Resounding Wave is interesting mirror match technology. You get into these situations where both players are just building up mana, and once you have seven, neither player wants to get tapped out.
Resounding Wave really shines here, as it is an uncounterable way to disrupt your opponent’s manabase (particularly on Vivid lands) and produce virtual card advantage, not to mention cantrip. Also, as a Boomerang, it is not bad.
Jace Beleren is still a great tactical weapon against control decks. It is cheap enough that you can often get it to stick, but it is powerful enough to provide a game winning advantage.
There is no question that this deck is a work in progress, and it will continue to evolve as the format is explored.
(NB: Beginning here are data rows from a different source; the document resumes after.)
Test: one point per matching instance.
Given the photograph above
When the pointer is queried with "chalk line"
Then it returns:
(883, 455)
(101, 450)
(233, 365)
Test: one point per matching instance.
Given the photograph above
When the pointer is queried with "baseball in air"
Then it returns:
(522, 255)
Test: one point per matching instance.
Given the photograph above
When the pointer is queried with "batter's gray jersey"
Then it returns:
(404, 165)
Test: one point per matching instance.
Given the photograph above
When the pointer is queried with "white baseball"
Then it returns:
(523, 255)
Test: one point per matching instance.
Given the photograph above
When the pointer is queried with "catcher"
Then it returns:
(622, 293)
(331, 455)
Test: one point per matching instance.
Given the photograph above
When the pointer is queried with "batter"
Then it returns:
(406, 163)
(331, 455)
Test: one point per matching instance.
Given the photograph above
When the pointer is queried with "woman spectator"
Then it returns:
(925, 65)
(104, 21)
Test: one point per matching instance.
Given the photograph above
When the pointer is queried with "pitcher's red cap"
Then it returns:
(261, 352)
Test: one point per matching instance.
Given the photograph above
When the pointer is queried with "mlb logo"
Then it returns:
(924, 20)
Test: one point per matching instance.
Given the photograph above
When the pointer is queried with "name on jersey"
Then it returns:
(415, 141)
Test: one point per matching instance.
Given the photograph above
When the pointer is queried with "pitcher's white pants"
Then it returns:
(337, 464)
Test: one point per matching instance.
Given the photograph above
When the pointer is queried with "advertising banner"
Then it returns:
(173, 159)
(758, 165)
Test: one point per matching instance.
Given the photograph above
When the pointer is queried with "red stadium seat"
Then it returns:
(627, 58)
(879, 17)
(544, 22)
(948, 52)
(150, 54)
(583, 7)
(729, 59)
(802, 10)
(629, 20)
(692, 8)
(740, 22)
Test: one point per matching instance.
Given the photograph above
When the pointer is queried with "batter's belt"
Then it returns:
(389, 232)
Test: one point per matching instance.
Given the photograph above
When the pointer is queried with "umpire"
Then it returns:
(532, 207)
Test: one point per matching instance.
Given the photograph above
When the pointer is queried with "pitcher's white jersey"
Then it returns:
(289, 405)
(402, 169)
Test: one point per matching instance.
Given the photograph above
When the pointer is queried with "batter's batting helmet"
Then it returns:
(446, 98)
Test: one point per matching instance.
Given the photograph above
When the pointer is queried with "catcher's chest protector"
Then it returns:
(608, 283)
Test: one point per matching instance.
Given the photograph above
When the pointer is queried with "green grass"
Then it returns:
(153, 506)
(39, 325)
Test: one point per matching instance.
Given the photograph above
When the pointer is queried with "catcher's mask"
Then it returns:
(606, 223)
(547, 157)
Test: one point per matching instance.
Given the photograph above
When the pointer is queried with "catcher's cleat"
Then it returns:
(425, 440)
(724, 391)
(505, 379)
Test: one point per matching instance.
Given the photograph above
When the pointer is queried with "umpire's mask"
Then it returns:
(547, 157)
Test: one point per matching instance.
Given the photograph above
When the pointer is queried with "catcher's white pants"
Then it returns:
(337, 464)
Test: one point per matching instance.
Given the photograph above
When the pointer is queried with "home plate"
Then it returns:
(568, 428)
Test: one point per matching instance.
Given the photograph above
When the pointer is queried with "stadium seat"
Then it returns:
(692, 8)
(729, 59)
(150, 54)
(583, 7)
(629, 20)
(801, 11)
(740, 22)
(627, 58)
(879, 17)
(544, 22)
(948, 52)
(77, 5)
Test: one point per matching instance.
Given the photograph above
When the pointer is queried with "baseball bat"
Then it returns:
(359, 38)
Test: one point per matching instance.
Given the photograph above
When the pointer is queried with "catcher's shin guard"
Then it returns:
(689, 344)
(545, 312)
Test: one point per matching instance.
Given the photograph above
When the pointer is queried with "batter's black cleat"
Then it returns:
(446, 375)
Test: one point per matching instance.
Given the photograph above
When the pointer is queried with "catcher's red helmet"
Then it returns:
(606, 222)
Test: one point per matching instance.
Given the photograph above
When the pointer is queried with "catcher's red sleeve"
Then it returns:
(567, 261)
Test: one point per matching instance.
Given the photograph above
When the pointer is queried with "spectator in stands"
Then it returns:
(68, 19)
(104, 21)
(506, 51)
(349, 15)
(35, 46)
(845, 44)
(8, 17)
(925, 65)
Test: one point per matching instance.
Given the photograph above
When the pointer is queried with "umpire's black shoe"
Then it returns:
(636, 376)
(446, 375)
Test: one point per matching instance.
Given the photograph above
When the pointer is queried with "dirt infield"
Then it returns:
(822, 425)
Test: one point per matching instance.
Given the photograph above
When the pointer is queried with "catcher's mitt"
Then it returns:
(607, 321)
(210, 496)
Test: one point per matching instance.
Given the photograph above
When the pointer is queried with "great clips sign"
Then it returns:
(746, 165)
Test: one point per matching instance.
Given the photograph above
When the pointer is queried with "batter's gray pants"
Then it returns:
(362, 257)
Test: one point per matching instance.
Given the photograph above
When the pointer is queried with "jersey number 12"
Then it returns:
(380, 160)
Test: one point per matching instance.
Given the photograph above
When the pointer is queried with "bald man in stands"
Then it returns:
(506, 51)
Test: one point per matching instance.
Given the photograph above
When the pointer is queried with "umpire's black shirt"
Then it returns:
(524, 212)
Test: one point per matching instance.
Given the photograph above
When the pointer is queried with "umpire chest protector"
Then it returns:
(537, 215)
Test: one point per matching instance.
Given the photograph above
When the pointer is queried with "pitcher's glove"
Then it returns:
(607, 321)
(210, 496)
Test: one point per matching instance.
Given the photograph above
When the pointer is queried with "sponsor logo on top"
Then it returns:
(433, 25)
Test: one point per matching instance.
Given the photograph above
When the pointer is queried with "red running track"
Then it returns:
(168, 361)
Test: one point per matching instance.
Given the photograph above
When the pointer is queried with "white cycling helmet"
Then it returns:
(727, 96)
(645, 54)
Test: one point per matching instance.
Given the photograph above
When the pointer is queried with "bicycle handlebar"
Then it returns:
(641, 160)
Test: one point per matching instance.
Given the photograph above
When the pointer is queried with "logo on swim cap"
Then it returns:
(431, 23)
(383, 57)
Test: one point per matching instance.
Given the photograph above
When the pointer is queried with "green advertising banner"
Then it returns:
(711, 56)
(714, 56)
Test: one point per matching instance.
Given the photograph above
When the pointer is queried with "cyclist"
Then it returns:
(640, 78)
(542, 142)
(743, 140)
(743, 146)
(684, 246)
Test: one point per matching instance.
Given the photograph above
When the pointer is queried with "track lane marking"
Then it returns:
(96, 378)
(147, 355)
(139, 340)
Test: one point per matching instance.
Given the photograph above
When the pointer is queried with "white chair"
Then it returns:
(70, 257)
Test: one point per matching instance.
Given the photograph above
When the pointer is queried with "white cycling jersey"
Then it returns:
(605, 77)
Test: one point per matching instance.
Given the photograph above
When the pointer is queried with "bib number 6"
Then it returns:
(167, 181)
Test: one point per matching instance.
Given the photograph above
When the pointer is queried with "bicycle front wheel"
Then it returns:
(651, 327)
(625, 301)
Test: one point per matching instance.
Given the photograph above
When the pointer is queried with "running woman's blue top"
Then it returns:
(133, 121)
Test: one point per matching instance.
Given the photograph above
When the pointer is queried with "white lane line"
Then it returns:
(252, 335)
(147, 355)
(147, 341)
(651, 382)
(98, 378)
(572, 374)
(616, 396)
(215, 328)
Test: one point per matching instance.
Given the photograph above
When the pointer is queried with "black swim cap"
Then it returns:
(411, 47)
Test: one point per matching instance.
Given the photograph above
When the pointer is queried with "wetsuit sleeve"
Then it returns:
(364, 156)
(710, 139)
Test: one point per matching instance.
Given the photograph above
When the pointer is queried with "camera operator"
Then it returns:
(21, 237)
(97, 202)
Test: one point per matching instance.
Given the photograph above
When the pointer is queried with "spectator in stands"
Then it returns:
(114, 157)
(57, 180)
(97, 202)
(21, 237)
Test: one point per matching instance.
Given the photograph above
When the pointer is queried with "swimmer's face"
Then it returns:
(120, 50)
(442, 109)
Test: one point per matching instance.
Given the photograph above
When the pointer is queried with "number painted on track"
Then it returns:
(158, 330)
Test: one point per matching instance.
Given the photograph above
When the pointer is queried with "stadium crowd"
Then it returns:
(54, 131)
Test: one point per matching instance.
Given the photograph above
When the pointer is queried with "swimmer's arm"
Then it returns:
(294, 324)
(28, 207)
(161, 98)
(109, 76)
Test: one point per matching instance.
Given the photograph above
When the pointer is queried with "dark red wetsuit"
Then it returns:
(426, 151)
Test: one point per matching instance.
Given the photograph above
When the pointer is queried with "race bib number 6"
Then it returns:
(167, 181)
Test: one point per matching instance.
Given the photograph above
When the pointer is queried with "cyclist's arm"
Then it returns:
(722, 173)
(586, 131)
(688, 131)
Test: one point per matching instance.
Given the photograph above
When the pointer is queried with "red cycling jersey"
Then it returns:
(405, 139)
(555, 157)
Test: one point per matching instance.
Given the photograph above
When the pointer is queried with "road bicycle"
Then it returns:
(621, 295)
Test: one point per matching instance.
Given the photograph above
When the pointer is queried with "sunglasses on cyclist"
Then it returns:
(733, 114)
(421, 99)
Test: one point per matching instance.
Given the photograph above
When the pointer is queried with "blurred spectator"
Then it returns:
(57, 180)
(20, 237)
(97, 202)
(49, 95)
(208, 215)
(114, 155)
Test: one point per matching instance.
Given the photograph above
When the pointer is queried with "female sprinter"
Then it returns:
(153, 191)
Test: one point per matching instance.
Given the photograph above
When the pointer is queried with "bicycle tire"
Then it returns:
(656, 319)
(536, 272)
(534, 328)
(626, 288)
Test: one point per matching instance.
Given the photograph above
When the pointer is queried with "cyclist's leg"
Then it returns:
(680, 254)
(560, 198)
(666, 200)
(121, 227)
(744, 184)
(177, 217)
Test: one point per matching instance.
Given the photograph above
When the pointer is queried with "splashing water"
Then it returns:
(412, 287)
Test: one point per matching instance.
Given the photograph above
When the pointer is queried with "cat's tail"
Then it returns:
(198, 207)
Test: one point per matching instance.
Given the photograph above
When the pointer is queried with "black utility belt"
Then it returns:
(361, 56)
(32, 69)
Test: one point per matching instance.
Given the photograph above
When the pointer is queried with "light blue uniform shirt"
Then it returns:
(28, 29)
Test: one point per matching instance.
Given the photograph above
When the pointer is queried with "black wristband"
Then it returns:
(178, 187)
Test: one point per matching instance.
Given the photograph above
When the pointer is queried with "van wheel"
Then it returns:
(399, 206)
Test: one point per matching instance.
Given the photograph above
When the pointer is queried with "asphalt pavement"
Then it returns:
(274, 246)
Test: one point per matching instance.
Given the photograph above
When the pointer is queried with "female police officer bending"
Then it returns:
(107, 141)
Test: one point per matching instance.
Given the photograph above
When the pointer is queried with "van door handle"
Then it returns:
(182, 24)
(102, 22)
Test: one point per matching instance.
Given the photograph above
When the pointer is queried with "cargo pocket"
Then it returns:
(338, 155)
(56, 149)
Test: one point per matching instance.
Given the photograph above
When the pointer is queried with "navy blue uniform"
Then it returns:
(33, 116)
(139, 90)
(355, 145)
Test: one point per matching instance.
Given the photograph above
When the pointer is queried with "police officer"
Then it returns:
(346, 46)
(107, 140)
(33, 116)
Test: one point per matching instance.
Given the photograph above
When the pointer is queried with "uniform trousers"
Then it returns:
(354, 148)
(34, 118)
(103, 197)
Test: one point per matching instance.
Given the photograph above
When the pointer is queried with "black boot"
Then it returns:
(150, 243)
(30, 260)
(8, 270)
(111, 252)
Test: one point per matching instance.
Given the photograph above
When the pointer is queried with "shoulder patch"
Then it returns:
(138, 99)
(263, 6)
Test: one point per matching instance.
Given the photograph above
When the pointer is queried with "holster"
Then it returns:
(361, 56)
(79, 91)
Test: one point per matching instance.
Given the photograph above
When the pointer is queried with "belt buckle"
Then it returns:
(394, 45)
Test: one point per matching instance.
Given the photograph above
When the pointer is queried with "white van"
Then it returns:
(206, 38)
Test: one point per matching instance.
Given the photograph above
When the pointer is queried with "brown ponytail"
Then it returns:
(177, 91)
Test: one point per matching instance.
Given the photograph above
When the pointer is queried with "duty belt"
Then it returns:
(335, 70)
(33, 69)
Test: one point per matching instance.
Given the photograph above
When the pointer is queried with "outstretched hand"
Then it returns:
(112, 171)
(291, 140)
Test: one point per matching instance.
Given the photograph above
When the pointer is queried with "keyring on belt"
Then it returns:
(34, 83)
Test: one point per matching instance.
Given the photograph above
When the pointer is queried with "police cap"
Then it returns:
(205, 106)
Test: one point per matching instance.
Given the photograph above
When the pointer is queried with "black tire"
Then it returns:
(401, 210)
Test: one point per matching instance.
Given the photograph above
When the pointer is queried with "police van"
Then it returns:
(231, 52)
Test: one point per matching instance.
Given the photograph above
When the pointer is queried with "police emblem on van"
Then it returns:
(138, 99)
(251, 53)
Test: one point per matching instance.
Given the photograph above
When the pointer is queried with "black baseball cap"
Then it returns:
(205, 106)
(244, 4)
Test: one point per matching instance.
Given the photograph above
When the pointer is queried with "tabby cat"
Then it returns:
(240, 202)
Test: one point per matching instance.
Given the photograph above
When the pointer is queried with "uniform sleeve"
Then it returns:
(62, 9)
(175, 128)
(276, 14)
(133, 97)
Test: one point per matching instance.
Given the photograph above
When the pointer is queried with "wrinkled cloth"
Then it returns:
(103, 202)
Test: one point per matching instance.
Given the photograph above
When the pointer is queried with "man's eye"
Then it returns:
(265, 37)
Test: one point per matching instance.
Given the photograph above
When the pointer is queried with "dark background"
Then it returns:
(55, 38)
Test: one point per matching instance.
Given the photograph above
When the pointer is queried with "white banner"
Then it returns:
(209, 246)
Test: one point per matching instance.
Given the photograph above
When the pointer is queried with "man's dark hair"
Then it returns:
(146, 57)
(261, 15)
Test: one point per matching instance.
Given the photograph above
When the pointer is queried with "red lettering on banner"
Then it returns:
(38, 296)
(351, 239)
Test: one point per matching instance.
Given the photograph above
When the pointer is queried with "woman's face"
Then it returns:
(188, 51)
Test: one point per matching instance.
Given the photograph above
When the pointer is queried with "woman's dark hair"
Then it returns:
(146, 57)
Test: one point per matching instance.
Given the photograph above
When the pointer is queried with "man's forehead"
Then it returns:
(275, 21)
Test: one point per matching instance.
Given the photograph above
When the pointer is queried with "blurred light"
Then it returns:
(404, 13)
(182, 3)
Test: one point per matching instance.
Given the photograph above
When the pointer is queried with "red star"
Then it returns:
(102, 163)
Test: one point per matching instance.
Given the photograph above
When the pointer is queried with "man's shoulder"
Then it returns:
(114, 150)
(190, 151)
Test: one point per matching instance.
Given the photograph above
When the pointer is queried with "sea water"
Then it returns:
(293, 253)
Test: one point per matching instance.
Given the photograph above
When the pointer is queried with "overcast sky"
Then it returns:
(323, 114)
One of the most important things to remember about Five-Color Control is that you have the capability to reshape the deck to meet whatever the format throws at it, but you have to actually do this or you will be left behind as everyone in the room guns for you.
You have access to literally any casting cost you want, so feel free to try anything and everything. Nothing is off limits. All you have to do is look at whatever is popular or giving you trouble, and figure out what card or cards are doing well against it. Then adopt those cards as your own. If we were playing Team Constructed, I have no doubt that we could build three separate copies of Five-Color Control with no overlap (though at their core they really are Cryptic Command/Reflecting Pool decks).
I am sure a variety of decks will do well at the StarCityGames $5k open, but one thing is for sure: several Five-Color Control decks will perform. Good luck, to those of you going.
I am taking off for Kansas City this week, and from there it is straight to Berlin to test with Bucher, Wafo-tapa, Cheon, and LSV. Wish me luck at both, and be sure to tune in to my columns, as I will still be coming to you direct.
Before I go, can I make a small request…?
BPM and Gerry T, I would love to see a collaboration between you two. That is the States primer I want to read!
Friday? Monday? Who knows when I will see you next. I’m outie. So check me.